MANILA, Philippines – The government has programmed 10-year Treasury bond (T-bond) offerings in the first quarter of 2016 along with other tenors as it seeks to lock in favorable interest rates for long-term funding early in the year.
The Bureau of the Treasury said it is planning to borrow P135 billion from the local debt markets from January to March next year.
Broken down, the government plans to issue P60 billion worth of T-bills and P75 billion in T-bonds, similar to what was programmed in the fourth quarter of 2015.
Changes were made, however, on the tenors of T-bonds. From only three and five-year securities until this month, 10-year T-bonds will also be floated in the first three months of 2016.
T-bills and T-bonds are investment vehicles used by the government to borrow funding from local investors. The latter hold on to these instruments with promise from the state to give back their money with interest at a future time.
“The government is taking advantage of the current low interest rate environment and the huge liquidity in the system to lock in long-term funding,” said Jonathan Ravelas, chief market strategist at BDO Unibank Inc., in a text message.
T-bills have shorter terms of three, six and 12 months, while T-bonds are longer-dated papers which may range from two to 25 years.
“They want to frontload their long-term borrowing ahead of the possible interest rate hikes in the coming years because of the Fed,” said Nicholas Antonio Mapa, economist at Bank of the Philippine Islands, in a phone interview.
The US Federal Reserve raised interest rates by 25 basis points for the first time in nearly a decade this month, ushering in an end to cheap credit that has engulfed the globe since the financial crisis in 2008.

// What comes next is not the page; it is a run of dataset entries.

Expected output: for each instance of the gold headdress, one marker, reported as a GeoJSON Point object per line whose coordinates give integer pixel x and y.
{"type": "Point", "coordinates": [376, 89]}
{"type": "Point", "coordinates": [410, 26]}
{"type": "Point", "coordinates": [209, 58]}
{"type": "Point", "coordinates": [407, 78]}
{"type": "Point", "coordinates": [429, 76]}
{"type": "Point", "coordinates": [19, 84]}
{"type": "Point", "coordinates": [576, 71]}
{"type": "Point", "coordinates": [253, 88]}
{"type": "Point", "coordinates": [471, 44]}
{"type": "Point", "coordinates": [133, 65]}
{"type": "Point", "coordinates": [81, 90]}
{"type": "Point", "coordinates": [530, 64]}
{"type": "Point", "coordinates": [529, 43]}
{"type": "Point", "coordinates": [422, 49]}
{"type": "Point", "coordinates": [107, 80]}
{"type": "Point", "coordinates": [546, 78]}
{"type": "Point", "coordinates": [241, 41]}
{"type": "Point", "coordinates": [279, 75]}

This, in turn, has resulted into higher rates in emerging markets such as the Philippines as investors return to the world’s safe haven for better yields and lower risks.
BTr data showed the mere anticipation of the Fed hike early in the year had caused the short-term benchmark 91-day T-bill rate to rise to 1.773 percent in November from 1.397 percent in March.
“Considering the good cash position of the government, I think it will still be able to lock in favorable rates from its borrowings next year despite the re-pricing,” Mapa explained.
The National Government borrows from the domestic and foreign markets to finance its budget deficit and pay existing debts.
As of October, the deficit - which indicates expenditures outstrip revenues - totaled P52.574 billion, only a little more than a fifth of this year’s cap of P283.7 billion.
A narrower deficit had allowed the government to borrow funds to replace high-yielding and shorter dated debts with liabilities with low interest and longer payment terms.
For the first 10 months, long-term debts accounted for 88.7 percent of the total debt stock, higher than the 73.6 percent it occupied in 2010. Average interest rate is also at a lower 5.09 percent, from 5.53 percent in end-2013.